拝啓、愛しのパイロット様
「あのさ、ひとつ提案があるんだけど」
「提案ですか?」
「小町さえよければ、しばらくここに住まないか?」
「え?」
小町は目を瞬かせ、彼の本心を探ろうとじいっと見つめ返した。
すると、由桔也はふうっと物憂げなため息をついた。
「小町が心配なんだ。警察沙汰にしないなら、せめて俺の目の届くところにいてほしい。昨日はあれくらいで済んだけれど、部屋の中まで入り込まれていたらと思うとぞっとする」
突飛すぎる由桔也の想像を、考えすぎだと一蹴できなかった。
倫理観の欠如した人間なら、なんの躊躇いもなく悪事に手を染めるだろう。
「でも――」
「君に好意を持つ男がいるんだ。
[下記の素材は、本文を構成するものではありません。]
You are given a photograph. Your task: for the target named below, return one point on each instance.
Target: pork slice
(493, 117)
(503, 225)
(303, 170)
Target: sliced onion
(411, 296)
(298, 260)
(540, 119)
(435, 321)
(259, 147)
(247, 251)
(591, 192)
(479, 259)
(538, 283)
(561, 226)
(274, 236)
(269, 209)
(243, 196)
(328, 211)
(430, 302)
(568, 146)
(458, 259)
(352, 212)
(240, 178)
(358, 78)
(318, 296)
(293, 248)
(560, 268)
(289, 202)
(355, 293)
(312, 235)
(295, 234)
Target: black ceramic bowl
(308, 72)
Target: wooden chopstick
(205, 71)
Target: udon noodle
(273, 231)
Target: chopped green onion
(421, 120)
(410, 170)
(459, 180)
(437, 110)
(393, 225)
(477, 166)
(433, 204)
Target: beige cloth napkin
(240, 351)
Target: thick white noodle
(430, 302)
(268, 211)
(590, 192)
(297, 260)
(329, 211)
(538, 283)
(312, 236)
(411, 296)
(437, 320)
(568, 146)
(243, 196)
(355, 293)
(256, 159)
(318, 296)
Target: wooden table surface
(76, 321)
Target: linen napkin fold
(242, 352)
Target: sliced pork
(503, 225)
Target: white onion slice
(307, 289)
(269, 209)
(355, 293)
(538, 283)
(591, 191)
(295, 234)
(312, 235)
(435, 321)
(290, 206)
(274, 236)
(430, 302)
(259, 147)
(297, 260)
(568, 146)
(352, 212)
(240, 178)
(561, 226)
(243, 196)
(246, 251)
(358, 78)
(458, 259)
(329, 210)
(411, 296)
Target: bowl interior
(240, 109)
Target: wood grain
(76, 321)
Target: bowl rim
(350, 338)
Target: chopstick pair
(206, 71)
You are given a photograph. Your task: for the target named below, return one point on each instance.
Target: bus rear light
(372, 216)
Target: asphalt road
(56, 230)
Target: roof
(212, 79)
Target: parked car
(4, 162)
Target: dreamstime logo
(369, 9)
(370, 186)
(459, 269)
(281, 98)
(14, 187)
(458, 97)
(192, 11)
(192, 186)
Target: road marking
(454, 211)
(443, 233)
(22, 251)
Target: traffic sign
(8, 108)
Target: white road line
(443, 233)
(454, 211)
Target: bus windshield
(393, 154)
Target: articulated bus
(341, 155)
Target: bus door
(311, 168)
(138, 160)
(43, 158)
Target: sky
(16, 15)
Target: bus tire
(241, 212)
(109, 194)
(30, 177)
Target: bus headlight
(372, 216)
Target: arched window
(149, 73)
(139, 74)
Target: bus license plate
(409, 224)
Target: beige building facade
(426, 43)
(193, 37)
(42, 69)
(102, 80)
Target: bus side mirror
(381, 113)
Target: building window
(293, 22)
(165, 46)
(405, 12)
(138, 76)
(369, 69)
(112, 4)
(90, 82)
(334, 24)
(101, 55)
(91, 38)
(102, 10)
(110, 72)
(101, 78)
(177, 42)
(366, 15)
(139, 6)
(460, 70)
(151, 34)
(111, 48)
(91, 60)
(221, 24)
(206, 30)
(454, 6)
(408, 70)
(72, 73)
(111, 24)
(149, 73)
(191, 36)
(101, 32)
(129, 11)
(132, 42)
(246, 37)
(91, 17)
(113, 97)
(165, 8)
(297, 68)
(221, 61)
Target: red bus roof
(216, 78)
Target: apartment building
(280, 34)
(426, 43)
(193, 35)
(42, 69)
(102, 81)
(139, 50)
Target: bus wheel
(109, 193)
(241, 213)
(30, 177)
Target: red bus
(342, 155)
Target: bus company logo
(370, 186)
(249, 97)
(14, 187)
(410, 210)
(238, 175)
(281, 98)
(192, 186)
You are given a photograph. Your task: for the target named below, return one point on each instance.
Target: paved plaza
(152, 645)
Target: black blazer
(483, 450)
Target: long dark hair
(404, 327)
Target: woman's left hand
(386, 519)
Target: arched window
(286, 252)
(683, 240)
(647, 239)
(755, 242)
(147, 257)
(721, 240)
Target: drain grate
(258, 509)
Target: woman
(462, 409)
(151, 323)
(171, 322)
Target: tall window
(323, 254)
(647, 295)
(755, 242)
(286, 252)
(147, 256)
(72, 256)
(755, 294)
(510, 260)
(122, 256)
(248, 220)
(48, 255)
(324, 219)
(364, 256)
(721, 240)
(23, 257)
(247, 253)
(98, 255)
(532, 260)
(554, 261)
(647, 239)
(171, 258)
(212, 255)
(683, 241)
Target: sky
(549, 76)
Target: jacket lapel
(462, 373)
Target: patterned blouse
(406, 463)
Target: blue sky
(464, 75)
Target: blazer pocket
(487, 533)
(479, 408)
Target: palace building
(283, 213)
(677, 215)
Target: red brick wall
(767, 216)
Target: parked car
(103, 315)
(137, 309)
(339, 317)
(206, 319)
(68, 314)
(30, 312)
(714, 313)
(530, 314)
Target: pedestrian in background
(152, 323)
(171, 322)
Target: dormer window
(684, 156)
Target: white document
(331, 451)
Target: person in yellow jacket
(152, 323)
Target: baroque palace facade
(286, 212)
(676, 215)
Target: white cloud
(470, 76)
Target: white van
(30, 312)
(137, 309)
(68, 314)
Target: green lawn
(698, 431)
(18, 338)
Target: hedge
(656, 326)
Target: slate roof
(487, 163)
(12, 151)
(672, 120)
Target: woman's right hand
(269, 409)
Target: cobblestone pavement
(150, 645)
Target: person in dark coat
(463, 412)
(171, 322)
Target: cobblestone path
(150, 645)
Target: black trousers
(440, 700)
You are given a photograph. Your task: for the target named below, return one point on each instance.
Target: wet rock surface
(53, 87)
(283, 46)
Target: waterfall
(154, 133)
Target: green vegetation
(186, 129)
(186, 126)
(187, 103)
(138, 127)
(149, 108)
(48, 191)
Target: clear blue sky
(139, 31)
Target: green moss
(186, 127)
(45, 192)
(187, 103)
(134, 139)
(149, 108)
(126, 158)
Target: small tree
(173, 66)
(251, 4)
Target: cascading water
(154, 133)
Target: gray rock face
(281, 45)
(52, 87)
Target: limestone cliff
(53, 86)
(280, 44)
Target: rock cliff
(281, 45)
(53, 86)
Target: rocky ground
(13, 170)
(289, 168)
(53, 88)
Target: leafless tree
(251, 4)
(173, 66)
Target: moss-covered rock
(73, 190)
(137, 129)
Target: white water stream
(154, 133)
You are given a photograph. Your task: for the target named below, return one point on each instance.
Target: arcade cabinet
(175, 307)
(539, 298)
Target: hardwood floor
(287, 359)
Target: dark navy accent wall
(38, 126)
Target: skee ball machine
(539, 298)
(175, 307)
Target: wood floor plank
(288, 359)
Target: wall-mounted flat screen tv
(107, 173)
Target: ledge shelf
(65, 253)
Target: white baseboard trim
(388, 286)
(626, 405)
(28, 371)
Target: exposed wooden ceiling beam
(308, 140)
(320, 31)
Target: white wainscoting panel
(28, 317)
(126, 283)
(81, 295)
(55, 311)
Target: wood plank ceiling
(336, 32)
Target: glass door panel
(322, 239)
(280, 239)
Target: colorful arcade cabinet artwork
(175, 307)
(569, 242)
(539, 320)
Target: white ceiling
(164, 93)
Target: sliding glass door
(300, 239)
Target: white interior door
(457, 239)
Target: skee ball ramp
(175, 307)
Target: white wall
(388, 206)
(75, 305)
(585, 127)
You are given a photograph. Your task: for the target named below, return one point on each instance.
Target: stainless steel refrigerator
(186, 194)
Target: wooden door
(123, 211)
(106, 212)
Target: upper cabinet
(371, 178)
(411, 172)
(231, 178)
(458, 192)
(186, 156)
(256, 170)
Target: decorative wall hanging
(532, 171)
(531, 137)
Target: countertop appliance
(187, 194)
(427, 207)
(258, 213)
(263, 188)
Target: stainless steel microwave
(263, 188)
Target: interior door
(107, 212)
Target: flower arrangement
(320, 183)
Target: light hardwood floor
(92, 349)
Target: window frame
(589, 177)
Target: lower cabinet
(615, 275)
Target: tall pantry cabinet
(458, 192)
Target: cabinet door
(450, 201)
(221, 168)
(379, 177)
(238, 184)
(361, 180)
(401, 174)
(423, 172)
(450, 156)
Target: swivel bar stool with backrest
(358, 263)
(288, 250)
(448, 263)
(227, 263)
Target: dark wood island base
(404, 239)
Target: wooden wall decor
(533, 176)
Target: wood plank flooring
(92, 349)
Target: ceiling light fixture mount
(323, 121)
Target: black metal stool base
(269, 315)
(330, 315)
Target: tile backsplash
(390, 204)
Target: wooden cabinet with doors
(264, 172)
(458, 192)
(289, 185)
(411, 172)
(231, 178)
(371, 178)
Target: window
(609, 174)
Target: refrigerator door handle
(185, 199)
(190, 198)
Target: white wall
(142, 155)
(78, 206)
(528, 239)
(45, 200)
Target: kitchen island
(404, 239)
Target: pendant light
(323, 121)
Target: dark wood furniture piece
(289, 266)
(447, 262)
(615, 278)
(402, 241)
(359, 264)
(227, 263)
俺を利用すればいい。簡単だろう?」
なおも頑なに援助の手を拒もうとする小町のセリフは由桔也に遮られた。
彼は本気で小町を心配して、この部屋に住ませようとしている。
「利用なんて……そんなことできません」
誰にも頼る人がいないからといって、彼の好意にすがって甘えるなんてできない。
ただでさえ、手を煩わせているのに。
罪悪感に駆られた小町は目を伏せ、由桔也から顔を背けた。
「小町は優しいんだな」
思いがけない言葉が頭上から降り注ぎ、思わず顔を上げる。